Des années soixante aux années quatre-vingts, Roberto Rossellini, Raoul Ruiz, Eric Rohmer et Jean-Luc Godard ont investi ce médium parce que la télévision pouvait entrer dans les maisons et enseigner à penser : l’histoire a voulu ensuite « étrangement » que ces (é)missions trouvent au fil des années davantage leur place dans les cinémathèques et dans les festivals, dédiés aux auteurs, que sur les postes de télé. Les voilà donc à la Cinémathèque québécoise !!
On pourrait aussi se demander si ce ne sont pas les structures administratives de la télévision qui ont rendu possible ces réalisations, comme si elles étaient sa tache aveugle. C’est du point de vue de leur diffusion, plutôt que de leur production, qu’elles ont parfois posé problème.

Pourquoi avoir réuni ces cinéastes ayant travaillé pour la télévision, le lien entre eux est-il la forme « hybride » de leurs productions ?

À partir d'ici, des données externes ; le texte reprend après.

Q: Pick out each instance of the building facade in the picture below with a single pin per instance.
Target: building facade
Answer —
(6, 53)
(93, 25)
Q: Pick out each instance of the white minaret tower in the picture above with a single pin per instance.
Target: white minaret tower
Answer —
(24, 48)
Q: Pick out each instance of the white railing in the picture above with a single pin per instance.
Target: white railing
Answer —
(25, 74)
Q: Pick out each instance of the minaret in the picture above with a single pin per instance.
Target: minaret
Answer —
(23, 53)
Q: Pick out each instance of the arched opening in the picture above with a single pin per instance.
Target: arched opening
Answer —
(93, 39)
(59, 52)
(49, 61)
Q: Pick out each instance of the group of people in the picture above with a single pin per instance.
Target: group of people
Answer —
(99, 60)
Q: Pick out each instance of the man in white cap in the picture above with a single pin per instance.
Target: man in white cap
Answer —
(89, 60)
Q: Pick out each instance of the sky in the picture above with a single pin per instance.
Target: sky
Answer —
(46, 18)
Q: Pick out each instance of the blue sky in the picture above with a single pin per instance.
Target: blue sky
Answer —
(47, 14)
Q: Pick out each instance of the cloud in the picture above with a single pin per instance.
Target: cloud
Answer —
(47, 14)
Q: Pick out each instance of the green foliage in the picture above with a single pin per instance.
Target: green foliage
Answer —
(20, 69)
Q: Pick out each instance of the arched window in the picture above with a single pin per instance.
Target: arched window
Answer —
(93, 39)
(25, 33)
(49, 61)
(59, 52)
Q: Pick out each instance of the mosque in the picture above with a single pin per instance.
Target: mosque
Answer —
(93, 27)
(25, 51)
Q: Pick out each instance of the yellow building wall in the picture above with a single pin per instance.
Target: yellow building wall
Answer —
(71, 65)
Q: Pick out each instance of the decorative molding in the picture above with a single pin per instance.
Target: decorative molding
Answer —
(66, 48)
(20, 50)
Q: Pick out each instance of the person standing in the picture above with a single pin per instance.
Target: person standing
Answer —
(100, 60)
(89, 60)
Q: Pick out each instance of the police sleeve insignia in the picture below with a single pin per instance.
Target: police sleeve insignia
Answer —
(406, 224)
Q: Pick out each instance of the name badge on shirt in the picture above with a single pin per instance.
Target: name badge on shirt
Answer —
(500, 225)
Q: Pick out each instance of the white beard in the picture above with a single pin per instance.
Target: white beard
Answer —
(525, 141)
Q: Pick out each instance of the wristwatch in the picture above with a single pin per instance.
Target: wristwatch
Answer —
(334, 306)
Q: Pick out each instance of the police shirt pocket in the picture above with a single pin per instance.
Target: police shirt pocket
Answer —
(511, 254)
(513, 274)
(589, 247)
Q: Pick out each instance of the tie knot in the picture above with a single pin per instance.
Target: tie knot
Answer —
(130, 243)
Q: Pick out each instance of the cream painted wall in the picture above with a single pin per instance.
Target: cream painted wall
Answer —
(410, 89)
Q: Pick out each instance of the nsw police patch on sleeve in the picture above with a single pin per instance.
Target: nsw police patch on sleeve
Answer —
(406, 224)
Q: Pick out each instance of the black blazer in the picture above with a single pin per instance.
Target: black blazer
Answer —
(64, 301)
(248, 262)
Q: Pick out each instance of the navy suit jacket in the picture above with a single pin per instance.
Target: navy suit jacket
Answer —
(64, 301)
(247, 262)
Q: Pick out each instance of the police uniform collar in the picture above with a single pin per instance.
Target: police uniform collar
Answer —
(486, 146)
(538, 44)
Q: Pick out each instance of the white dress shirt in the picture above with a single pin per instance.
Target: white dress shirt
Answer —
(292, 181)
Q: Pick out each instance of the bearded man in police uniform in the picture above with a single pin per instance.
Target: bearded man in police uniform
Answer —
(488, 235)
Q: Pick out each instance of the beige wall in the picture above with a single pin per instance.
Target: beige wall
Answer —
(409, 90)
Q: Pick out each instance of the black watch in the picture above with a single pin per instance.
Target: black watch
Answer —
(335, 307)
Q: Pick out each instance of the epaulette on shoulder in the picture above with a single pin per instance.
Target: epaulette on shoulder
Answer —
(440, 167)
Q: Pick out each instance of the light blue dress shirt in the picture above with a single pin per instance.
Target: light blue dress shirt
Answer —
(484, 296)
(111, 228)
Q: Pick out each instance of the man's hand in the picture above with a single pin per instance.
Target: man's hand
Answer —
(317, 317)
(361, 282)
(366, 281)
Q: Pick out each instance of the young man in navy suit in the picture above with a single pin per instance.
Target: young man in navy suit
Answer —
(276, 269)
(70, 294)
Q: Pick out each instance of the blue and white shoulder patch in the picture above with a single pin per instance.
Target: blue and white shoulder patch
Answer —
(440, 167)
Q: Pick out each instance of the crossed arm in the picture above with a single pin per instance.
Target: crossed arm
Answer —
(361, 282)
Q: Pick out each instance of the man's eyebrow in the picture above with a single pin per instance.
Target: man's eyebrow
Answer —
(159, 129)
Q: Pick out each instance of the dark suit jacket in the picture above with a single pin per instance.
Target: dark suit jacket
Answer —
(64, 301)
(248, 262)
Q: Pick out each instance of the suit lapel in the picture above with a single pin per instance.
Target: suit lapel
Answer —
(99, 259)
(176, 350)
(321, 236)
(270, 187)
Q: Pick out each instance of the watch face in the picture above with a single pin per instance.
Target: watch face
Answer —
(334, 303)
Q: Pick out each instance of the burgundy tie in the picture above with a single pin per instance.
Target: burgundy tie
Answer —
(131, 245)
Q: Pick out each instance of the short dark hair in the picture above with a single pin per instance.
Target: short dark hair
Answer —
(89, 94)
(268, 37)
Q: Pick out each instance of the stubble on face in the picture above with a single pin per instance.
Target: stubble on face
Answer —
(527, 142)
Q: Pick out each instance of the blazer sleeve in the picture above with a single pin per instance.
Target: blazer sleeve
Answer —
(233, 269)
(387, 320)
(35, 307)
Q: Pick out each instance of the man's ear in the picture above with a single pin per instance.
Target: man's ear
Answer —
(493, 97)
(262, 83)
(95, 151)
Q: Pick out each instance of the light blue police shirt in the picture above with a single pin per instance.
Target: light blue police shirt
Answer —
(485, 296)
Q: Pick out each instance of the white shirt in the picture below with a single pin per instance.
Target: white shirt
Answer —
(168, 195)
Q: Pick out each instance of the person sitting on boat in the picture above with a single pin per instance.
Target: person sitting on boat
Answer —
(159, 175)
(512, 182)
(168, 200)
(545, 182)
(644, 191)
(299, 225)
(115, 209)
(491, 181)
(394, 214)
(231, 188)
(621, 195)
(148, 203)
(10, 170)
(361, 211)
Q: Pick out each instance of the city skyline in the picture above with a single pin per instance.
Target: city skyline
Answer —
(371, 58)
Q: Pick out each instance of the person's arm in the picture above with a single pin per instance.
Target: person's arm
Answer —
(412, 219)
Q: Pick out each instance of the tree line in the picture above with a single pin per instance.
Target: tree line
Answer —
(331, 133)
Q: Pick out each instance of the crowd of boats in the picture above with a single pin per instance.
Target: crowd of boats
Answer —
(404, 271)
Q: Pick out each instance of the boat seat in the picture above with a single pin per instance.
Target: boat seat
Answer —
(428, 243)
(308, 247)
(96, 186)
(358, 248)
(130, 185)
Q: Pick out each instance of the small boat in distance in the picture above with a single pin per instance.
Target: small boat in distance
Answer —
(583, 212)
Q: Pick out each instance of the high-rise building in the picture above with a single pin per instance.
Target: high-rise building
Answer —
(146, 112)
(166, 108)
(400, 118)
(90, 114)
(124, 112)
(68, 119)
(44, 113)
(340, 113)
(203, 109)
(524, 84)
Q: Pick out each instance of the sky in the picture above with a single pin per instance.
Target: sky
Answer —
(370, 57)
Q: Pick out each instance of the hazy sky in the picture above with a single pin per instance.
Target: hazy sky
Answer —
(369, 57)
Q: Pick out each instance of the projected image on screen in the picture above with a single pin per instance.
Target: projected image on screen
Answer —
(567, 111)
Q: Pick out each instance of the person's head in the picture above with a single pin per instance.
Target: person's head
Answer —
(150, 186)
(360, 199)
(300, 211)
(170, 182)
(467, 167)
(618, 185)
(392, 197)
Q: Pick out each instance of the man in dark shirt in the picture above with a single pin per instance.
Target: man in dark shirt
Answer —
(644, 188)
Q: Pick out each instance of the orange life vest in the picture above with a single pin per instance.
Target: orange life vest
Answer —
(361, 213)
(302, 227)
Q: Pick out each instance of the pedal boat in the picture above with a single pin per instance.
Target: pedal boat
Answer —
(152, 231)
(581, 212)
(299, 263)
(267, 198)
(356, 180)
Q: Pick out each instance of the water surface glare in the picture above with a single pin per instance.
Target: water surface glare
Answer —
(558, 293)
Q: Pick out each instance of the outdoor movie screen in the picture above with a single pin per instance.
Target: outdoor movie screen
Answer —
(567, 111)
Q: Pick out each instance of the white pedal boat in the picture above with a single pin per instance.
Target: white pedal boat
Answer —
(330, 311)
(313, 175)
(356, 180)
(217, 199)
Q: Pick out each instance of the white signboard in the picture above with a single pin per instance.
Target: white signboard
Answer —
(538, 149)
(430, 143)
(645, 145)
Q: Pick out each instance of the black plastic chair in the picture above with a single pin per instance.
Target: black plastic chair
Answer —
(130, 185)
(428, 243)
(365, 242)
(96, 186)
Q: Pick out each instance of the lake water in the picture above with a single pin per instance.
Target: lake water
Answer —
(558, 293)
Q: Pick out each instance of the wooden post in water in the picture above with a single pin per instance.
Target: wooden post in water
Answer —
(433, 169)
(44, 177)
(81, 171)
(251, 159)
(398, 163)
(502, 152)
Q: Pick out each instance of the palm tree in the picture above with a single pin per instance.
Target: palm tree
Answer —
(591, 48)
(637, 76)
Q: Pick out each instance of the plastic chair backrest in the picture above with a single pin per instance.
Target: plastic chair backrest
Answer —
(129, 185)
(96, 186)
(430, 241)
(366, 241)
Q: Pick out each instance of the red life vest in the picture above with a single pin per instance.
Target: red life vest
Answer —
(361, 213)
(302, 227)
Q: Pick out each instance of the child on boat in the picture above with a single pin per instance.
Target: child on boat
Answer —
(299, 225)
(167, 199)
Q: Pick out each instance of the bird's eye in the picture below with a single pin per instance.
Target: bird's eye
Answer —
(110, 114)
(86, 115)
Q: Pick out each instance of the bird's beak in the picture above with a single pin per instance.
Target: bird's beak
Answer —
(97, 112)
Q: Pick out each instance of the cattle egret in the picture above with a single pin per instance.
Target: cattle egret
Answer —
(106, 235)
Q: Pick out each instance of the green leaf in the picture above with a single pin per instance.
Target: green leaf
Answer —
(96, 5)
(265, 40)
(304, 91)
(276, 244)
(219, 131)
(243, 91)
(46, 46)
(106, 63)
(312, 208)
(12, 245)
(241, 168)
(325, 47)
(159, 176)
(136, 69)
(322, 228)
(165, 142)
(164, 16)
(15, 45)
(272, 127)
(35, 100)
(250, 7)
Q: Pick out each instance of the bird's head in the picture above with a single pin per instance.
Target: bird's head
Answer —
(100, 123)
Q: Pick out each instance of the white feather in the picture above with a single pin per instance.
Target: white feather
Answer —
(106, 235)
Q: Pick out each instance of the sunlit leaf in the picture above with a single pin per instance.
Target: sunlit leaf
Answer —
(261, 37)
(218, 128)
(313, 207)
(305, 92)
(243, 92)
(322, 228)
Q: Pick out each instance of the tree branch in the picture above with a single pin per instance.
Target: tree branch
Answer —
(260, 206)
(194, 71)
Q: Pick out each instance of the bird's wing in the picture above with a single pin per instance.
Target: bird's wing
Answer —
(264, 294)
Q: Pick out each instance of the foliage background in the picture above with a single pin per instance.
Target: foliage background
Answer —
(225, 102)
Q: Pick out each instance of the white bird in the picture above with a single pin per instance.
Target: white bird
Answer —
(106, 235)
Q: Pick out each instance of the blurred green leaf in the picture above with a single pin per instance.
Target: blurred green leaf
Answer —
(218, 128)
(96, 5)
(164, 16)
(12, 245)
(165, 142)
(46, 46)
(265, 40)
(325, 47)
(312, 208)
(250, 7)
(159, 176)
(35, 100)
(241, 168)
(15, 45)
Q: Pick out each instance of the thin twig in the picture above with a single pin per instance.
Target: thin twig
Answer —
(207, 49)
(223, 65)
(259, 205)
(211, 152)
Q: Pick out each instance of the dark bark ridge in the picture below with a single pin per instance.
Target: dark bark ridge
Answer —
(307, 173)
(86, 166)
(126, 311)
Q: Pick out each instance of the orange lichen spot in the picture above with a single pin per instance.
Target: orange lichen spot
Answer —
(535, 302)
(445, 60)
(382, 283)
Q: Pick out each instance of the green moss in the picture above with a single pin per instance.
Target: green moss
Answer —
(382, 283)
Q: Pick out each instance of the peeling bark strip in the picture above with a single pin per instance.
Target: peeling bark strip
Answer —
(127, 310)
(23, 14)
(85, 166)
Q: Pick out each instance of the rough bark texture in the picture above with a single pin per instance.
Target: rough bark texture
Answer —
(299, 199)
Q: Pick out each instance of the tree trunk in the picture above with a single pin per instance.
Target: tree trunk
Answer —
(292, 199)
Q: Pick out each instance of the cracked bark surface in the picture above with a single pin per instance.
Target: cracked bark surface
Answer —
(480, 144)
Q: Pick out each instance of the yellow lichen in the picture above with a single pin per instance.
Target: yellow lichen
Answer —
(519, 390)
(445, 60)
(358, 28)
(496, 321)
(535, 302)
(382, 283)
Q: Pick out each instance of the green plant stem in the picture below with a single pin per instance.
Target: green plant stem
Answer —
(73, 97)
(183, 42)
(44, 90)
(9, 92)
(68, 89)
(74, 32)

Karine Boulanger : Je ne crois pas qu’on puisse qualifier ces productions d’hybrides, sauf peut-être celles de Rossellini. Chacun à leur manière, Rohmer, Ruiz et Godard ont fait un réel effort pour travailler sur les possibilités, les limites, et les stéréotypes de la télévision, pour proposer un (nouveau) format télé, et non pas du cinéma. Bien sûr, ils en « importent » certaines préoccupations, et leur esthétique. Mais ce qui frappe surtout, c’est de les retrouver dans un contexte totalement différent. De voir, par exemple, comment Rohmer se sert de façon très cinéphile d’extraits de films d’Alexandre Astruc pour livrer un document parfaitement didactique sur Poe. Ou de le voir s’improviser présentateur télé et intervieweur dans « Ville nouvelle ». Il ne faut pas non plus exagérer le caractère différent ou provocateur de ces productions. S’il est très clair que Godard et Ruiz essaient de briser les attentes et clichés de la télévision, tout en les rendant visibles, Rohmer reste dans les paramètres du documentaire pédagogique, et de l’interview télévisée. Ce qui surprend chez Rohmer, c’est davantage le contenu, très pointu et documenté, que la forme.
Pour Rossellini, qui disait qu’il ne devrait y avoir aucune différence entre télévision et cinéma, certains de ses téléfilms ont été distribués en salles, comme « La Prise de pourvoir par Louis XIV », et « Agostino d’Hippone ». Ce sont de merveilleux films historiques, ou l’apothéose du téléfilm… selon le point de vue qu’on adopte !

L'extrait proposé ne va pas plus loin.